The Heart Mountain Wyoming Foundation, which operates a museum on the site of one of the 10 incarceration camps that held Japanese Americans during World War II, is extending a formal invitation to members of the Muskego-Norway School Board of Wisconsin to visit the Heart Mountain Interpretive Center and meet with staff and descendants of the incarceration.
Earlier this month, a school board committee in Muskego-Norway, Wisconsin rejected an earlier school decision to buy 60 copies of the award-winning When the Emperor Was Divine, the 2002 novel about the Japanese American incarceration by Julie Otsuka. Media reports cited concerns about “balance” in the interpretation of the incarceration, including a suggestion by one board member that the school curriculum should include the 1937 Nanjing massacre in the Republic of China by Imperial Japanese troops as a possible reason for the incarceration of Americans of Japanese descent.
Two-thirds of the incarcerees were born in the United States and forty percent were under the age of 18. Many of their immigrant parents had lived and worked in the United States for decades but were prohibited from naturalizing as U.S. citizens. They had nothing to do with the policies of the Imperial Japanese government. Multiple U.S. government reports, scholarly books and articles conclude that the reasons for their incarceration were racism, war hysteria, and failure of political leadership.

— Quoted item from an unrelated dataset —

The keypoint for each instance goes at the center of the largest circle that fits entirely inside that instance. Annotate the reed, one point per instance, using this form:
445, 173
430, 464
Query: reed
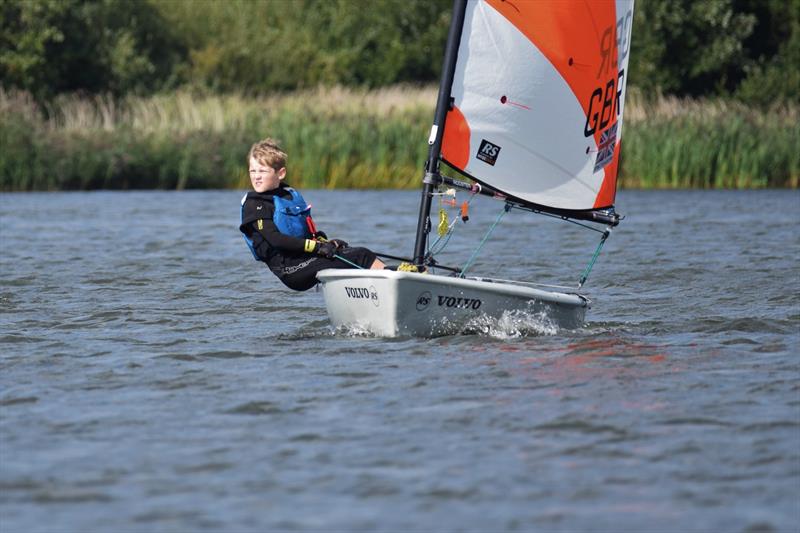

“We are sincere in our hope that the Muskego-Norway School Board members will come to our site, where they can experience the power of place and engage in dialogue about what happened here, how it happened, and why,” says Aura Sunada Newlin, a descendant of Heart Mountain incarcerees and the Heart Mountain Wyoming Foundation’s Interim Executive Director. “We pride ourselves in creating a safe and enriching space for such conversations to unfold.”